Now that school has started again students and teachers are getting to know each other, while parents are navigating a new school year learning about the children’s teachers, and everyone is getting back into a routine. Fall is a time of new classes, cooler weather, football, and sometimes, the beginning of learning challenges for gifted students.
Getting back into the swing of things at the beginning of a new school year is often challenging for many students, gifted or not. The freedom of summertime gives students a chance to unwind and learn in different ways. Gifted students often have the freedom to be themselves whether that means digging deeper into areas of interest or exploring new adventures on the spur of the moment. The structure of the school day confines subjects to specific periods of time whether that time is enough or not. For gifted students, having 30 minutes of science a few times a week may be woefully inadequate and may prevent the deeper exploration they crave. Most teachers also wish they had more time to allow students to explore.
Some teachers extract more freedom for student learning by tweaking a few things in their classroom. While it isn’t always easy, and doesn’t work for everyone, it is worth considering. The gifted student may want to ask their teacher about these practices if they are not part of the classroom.
Three ways to tweak a schedule full of mandated curriculum is to consider the following:
classroom layout, efficient schedule, and student free time. An effective classroom layout provides an environment where there are few classroom traffic jams when students are moving about the room, and where the resources are easily accessible. Many teachers (and students) try several setups before finding one that works well. Since some gifted students do not like change it is a good idea to give students notice before doing this.

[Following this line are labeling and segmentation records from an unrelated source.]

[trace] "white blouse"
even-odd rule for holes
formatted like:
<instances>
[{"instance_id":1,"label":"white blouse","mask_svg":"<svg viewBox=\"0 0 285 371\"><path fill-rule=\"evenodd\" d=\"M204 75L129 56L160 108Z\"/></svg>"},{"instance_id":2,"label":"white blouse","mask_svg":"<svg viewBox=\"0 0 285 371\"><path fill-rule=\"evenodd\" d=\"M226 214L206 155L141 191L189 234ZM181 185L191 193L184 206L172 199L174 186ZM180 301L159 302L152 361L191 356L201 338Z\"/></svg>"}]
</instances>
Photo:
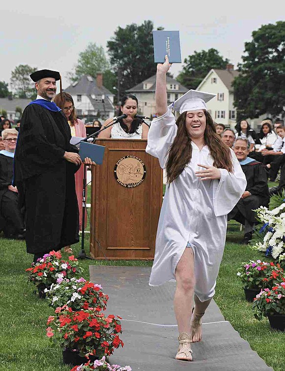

An efficient schedule makes use of every minute during the school day, squeezing out time for student free time for deeper learning. Grouping similar subjects or learning tasks in the elementary classroom can cut down time for moving around the classroom and getting out new supplies. This may give a few minutes of extra time to use for further learning. In the middle or high school this is more difficult because of the school schedule, but there could be some time during a class to give students further exploration time. While these steps may not work for all classrooms, one or two may work for some and benefit all students in the class, including gifted students.